Three Essays on Enterprise Information System Mining for Business Intelligence
journal contribution
posted on 2009-02-02, 00:00authored byNachiketa Sahoo
This dissertation proposal consists of three essays on data mining in the context of
enterprise information system.
The first essay develops a clustering algorithm to discover topic hierarchies in text
document streams. The key property of this method is that it processes each text documents
only once and assigns it to the appropriate place in the topic hierarchy as they
arrive. It is done by making a distributional assumption of the word occurrences and
by storing the sufficient statistics at each topic node. The algorithm is evaluated using
two standard datasets: Reuters newswire data (RCV1) and MEDLINE journal abstracts
data (OHSUMED). The results show that by using Katz’s distribution to model
word occurrences we can improve the cluster quality in majority of the cases over
using the Normal distribution assumption that is often used.
The second essay develops a collaborative filter for recommender systems using
ratings by users on multiple aspects of an item. The key challenge in developing this
method was the correlated nature of the component ratings due to Halo effect. This
challenge is overcome by identifying the dependency structure between the component
ratings using dependency tree search algorithm and modeling for it in a mixture
model. The algorithm is evaluated using a multicomponent rating dataset collected
from Yahoo! Movies. The results show that we can improve the retrieval performance
of the collaborative filter by using multi-component ratings. We also find that when
our goal is to accurately predict the rating of an unseen user-item pair, using multiple
components lead to better performance when the training data is sparse, but, when
there is a more than a certain amount of training data using only one component rating
leads to more accurate rating prediction.

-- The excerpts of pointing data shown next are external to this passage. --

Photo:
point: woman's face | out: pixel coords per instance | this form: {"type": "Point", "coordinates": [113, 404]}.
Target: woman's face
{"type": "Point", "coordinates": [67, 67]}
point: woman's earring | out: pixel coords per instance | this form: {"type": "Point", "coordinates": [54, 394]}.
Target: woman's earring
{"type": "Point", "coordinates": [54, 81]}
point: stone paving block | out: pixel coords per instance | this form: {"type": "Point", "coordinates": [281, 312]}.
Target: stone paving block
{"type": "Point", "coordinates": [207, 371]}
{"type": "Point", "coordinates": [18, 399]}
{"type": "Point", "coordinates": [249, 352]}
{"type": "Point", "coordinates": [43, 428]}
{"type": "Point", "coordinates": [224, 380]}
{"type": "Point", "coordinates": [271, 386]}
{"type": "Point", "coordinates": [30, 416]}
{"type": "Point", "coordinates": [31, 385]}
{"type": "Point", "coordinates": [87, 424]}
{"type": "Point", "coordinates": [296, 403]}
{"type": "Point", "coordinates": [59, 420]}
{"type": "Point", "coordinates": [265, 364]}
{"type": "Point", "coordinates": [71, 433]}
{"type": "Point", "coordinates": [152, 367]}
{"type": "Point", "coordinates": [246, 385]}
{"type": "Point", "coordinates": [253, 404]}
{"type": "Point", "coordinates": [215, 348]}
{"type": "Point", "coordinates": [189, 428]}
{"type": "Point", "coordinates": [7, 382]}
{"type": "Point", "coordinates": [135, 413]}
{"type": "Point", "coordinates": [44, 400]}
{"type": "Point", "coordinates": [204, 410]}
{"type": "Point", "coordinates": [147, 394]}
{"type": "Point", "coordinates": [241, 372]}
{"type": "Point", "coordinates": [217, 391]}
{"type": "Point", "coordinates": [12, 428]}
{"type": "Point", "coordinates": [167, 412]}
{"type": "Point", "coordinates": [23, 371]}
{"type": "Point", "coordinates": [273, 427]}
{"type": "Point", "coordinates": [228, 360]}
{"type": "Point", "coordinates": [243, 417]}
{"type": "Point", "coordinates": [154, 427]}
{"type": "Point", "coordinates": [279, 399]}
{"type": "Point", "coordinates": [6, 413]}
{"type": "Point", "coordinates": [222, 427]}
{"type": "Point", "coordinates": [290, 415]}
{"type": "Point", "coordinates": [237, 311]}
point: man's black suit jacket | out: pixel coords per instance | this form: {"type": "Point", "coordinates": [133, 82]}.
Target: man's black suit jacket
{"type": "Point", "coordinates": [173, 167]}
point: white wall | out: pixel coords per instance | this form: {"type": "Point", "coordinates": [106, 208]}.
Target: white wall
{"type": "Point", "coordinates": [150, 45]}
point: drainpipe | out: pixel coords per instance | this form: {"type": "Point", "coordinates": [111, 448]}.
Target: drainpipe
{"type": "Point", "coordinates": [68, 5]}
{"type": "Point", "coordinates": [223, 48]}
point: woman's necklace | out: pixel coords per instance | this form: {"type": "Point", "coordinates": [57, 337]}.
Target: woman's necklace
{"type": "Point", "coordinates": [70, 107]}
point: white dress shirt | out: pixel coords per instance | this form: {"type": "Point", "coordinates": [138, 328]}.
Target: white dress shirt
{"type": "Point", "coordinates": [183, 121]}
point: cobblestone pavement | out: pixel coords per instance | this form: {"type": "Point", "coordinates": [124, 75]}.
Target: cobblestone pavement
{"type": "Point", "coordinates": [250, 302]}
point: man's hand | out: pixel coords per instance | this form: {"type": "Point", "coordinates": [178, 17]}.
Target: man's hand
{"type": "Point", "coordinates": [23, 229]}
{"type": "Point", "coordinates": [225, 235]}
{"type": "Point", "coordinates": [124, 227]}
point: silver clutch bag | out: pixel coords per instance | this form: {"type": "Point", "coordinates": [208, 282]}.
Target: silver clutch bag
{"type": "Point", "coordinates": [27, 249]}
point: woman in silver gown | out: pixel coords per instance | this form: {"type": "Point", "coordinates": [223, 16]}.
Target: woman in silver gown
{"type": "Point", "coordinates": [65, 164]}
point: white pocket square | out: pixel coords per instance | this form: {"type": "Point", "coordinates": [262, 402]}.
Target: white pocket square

The third essay develops a framework for analyzing conversation taking place at
online social networks. It encodes the text of the conversation and the participating
actors in a tensor. With the help of blog data collected from a large IT services firm it
shows that by tensor factorization we are able to identify significant topics of conversation
as well as the important actors in each. In addition it proposes three extensions
to this study: 1) Evaluation of the tensor factorization approach by measuring its accuracy
in topic discovery and community discovery, 2) Extension of the study by incorporating
the blog reading data which is unique because it measures consumption
of post topics, and 3) Study the interdependence of reading, posting, citation activity
at a blog social network.